ENHANCED EPRS LIMITATIONS
One of the limitations of the enhanced EPRS is the inability of users to edit the monthly basic salary (MBS) reported for the months already paid (i.e., January to May 2022). As such, the 1% contribution differential will not be automatically calculated in case the employer has inputted the previous maximum ceiling of P60,000 instead of the actual MBS. For example, let’s take the case of an employee who has an MBS of P64,500 but the previous ceiling of P60,000 was the MBS inputted in EPRS. This will result in an incorrect computation of the 1% contribution differential since the calculation will be based on the P60,000 MBS instead of the actual MBS.

To address this limitation, PhilHealth issued EPRS Advisory No. 49 on Oct. 5 reminding all employers to declare the actual monthly basic salary of all their employees regardless of whether the amount exceeds the prescribed ceiling for the current year (as stated in PhilHealth Circular No. 2018-0001 Item III. D.). In cases where employers have not used the actual MBS for the months to be adjusted in consideration of the 1% contribution differential, they may seek assistance from their assigned PhilHealth account officer. While it is not expressly stated, I suspect that the account officer will assist to manually correct the salary information on PhilHealth’s end.

Another limitation of the enhanced EPRS is that the edit function can only be used once. Once the employee share of a separated employee is removed (i.e., edited to indicate “0”), this can no longer be undone. Hence, employers need to be careful when editing data prior to saving the edited SPA.

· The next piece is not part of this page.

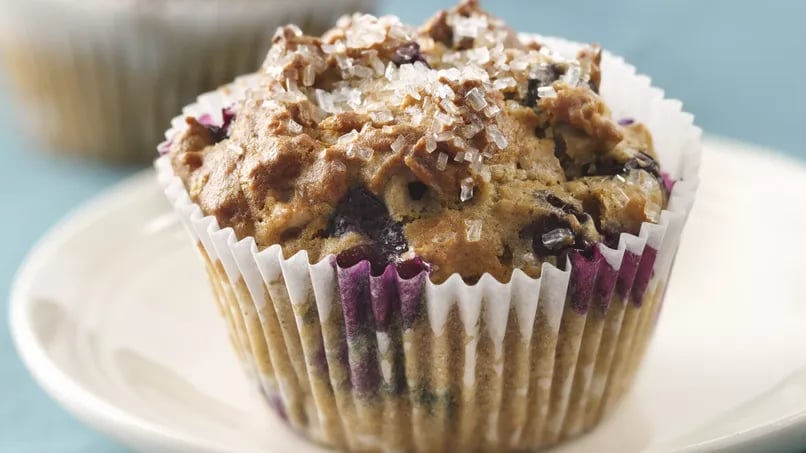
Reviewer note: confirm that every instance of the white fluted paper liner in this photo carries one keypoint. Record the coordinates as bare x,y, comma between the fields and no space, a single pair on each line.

Considering the additional costs and administrative work for employers and other direct contributors, PhilHealth should take steps to prevent this from happening again next year. The agency must provide timely advisories to all its members. As we are less than three months away from 2023, the government should take immediate action and decide before year’s end whether the scheduled 0.5% increase in contributions next year will be implemented or deferred. By doing so, it will make it simpler for members to comply with any rate change and avoid complicated retroactive adjustments.

The views or opinions expressed in this article are solely those of the author and do not necessarily represent those of Isla Lipana & Co. The content is for general information purposes only and should not be used as a substitute for specific advice.

 

Angelo Gabriel Pascua is a senior associate with the Client Accounting Services group of Isla Lipana & Co., the Philippine member firm of the PwC network.